La richesse dans la variabilité de la consommation a été économisée par le capitalisme, parce que la marchandise n'est rien d'autre qu'un objet d'usage socialisé. C'est pour cela que les socialistes évitent de s'occuper de l'objet d'usage.

La socialisation de l'objet d'usage, qui permet de le considérer comme une marchandise, a trois aspects principaux :

a) Seul, l'objet d'usage d'un intérêt commun, désiré par une assez grande quantité de gens, peut servir comme marchandise. La marchandise idéale est l'objet désiré par tous. Pour ouvrir la voie à la production industrielle vers une telle socialisation, le capitalisme devait détruire l'idée de la production individuelle et artisanale, la prétendre « formalisme » ;

b) Pour que l'on puisse parler de marchandise, il faut avoir une quantité d'objets exactement pareils. L'industrie ne s'occupe que des objets en série, en fabrication de plus en plus nombreuse ;

c) La production capitaliste est caractérisée par une propagande de la consommation populaire qui atteint une puissance et un volume incroyables. La réclame pour une production socialiste n'est que la conséquence logique de la réclame pour une consommation socialisée.

La monnaie est la marchandise complètement socialisée, indiquant la mesure de valeur commune à tout le monde...




La socialisation constitue réellement un système bâti sur l'épargne absolue. Considérons, en effet, l'objet d'usage. Nous avons indiqué que l'objet d'usage devient une marchandise au moment où il devient immédiatement inutile, où le lien causal entre consommation et production est rompu. Seul, un objet d'usage transformé en épargne, mis en dépôt, devient marchandise, et ceci seulement dans le cas où il existe quantité d'objets d'usage en dépôt. Ce système du stockage, qui est la racine de la marchandise, n'est pas éliminé par le socialisme, au contraire : le système socialiste est fondé sur la mise en dépôt de toute la production sans exception, avant sa distribution, dans le but d'assurer un contrôle parfait de cette distribution.
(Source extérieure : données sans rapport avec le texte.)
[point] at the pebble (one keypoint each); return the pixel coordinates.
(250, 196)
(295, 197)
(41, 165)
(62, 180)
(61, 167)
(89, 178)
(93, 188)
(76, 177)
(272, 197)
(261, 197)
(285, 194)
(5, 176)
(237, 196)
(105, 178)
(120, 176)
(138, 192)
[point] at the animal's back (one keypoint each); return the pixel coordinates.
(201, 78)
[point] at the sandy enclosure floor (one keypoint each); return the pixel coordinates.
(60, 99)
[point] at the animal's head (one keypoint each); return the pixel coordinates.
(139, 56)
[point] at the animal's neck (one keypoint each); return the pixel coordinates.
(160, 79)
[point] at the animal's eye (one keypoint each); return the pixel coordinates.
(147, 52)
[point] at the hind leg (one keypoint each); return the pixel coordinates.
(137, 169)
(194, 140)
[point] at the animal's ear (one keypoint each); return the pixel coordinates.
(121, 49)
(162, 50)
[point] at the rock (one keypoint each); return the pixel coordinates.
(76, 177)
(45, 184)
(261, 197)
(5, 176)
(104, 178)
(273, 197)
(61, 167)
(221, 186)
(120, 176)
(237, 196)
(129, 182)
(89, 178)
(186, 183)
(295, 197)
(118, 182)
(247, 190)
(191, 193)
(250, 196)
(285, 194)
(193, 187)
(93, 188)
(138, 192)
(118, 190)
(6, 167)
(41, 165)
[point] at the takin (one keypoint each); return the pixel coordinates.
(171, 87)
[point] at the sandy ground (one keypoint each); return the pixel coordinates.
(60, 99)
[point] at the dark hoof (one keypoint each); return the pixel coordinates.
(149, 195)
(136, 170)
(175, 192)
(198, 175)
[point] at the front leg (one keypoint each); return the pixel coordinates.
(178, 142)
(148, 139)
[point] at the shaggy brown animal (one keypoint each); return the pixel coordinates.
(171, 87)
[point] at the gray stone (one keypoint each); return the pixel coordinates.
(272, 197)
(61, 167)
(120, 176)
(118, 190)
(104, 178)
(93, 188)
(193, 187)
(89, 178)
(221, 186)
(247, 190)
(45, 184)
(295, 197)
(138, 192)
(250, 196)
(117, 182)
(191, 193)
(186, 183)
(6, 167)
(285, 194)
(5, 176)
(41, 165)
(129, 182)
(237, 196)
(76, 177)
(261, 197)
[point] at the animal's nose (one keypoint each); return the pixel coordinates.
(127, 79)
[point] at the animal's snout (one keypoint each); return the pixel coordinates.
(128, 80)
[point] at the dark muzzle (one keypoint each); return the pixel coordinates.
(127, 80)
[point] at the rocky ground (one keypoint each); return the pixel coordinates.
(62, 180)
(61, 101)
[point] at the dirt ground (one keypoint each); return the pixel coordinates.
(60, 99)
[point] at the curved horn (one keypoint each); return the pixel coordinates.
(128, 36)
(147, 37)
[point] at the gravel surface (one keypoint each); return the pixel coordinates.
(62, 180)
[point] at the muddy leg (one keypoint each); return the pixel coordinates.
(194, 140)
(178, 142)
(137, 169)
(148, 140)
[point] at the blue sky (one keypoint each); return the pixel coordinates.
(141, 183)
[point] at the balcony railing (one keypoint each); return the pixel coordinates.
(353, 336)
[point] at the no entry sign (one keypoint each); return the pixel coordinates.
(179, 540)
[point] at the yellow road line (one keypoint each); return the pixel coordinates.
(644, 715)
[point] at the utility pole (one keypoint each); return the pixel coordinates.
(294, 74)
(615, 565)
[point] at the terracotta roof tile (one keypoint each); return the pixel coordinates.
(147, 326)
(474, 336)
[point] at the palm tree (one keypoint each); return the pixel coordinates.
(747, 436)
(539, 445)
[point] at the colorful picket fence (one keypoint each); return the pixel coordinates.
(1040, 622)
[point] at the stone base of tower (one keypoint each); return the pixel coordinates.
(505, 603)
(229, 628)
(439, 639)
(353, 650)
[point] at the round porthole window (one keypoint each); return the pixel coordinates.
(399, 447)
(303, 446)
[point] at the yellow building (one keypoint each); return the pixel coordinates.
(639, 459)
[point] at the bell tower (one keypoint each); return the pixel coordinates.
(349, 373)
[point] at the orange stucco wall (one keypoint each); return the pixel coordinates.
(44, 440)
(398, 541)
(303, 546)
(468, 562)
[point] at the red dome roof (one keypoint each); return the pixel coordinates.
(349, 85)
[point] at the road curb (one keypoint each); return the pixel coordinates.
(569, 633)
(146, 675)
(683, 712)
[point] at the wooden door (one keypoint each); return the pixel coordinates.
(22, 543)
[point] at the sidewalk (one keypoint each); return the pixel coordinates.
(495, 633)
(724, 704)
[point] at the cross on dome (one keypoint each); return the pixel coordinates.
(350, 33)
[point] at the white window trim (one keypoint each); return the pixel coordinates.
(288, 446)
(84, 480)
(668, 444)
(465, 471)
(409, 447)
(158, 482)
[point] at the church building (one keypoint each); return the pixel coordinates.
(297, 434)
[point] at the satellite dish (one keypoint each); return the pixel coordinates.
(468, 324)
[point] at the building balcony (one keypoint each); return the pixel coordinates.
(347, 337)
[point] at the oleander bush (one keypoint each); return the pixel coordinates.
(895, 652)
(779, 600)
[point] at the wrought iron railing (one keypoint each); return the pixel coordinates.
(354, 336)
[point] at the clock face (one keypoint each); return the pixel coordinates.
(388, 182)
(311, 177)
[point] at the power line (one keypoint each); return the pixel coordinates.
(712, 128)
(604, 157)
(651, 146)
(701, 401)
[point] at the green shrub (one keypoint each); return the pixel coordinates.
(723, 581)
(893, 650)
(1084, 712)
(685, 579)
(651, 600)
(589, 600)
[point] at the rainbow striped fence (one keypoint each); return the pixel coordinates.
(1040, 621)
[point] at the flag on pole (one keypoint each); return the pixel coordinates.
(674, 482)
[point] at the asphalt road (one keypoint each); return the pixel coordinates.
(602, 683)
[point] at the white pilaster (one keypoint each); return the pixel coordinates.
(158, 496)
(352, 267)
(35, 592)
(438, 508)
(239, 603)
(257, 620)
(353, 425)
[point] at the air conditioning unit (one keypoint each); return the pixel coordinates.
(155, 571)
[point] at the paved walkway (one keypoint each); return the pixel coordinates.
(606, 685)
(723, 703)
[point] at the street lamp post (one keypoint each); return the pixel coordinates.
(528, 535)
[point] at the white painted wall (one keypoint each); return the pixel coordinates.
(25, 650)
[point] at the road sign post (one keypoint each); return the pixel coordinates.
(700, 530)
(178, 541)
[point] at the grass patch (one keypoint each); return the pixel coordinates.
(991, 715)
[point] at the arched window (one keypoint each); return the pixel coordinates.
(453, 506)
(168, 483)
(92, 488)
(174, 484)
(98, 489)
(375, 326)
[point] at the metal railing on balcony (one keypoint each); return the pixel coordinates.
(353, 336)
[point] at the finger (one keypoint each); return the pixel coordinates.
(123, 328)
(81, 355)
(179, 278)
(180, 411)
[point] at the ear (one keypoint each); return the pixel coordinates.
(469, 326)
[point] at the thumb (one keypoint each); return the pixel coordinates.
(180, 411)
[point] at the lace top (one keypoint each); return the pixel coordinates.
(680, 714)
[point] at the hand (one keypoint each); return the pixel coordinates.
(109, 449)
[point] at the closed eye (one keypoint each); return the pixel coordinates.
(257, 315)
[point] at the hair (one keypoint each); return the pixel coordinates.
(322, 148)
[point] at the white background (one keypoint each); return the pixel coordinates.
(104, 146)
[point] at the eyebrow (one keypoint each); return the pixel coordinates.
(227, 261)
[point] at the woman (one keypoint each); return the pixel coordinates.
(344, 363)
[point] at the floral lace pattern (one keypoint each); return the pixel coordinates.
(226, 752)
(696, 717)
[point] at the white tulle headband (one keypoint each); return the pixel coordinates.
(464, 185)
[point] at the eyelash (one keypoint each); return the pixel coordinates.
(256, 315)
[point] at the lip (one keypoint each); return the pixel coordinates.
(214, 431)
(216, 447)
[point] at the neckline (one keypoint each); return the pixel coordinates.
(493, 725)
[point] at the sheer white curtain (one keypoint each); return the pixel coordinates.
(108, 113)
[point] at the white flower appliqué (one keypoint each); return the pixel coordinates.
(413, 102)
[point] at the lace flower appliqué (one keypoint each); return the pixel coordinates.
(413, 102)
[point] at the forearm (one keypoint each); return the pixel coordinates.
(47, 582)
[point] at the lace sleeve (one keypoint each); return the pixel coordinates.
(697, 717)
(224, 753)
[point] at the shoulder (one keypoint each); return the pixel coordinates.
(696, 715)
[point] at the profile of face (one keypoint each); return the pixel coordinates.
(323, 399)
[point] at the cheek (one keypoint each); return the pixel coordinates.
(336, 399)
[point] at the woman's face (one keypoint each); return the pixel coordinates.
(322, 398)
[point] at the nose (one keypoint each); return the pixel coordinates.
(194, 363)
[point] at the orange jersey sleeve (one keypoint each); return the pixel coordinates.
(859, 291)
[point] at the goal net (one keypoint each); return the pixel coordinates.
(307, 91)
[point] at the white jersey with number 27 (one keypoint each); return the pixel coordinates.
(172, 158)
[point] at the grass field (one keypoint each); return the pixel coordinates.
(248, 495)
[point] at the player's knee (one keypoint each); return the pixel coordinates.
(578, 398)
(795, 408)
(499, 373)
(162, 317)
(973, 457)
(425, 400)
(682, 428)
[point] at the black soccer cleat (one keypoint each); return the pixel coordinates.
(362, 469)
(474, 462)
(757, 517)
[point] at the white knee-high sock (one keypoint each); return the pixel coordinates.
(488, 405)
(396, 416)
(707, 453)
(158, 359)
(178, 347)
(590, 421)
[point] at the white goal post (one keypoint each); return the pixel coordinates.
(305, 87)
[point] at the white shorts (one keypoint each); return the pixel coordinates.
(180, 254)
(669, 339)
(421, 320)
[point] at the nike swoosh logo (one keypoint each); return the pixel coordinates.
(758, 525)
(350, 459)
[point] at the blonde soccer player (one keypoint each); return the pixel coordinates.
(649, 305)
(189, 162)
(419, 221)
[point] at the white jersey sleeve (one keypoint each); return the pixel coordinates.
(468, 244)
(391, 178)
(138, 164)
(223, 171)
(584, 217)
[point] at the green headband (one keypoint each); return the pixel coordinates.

Jusqu'à maintenant, on n'a jamais analysé l'accumulation - le dépôt ou l'épargne - dans sa propre forme, qui est celle du récipient. Le dépôt se fait en fonction du rapport entre récipient et contenu. Nous avons remarqué, au début, que la substance, souvent nommée contenu, n'est rien d'autre que le processus ; et, sous forme de contenu, elle signifie une matière en dépôt, une force latente. Mais nous l'avons toujours considérée à partir de sa propre forme stable. La forme d'un récipient, elle, est une forme contraire à la forme de son contenu ; sa fonction est d'empêcher le contenu d'entrer en processus, sauf dans des conditions contrôlées et limitées.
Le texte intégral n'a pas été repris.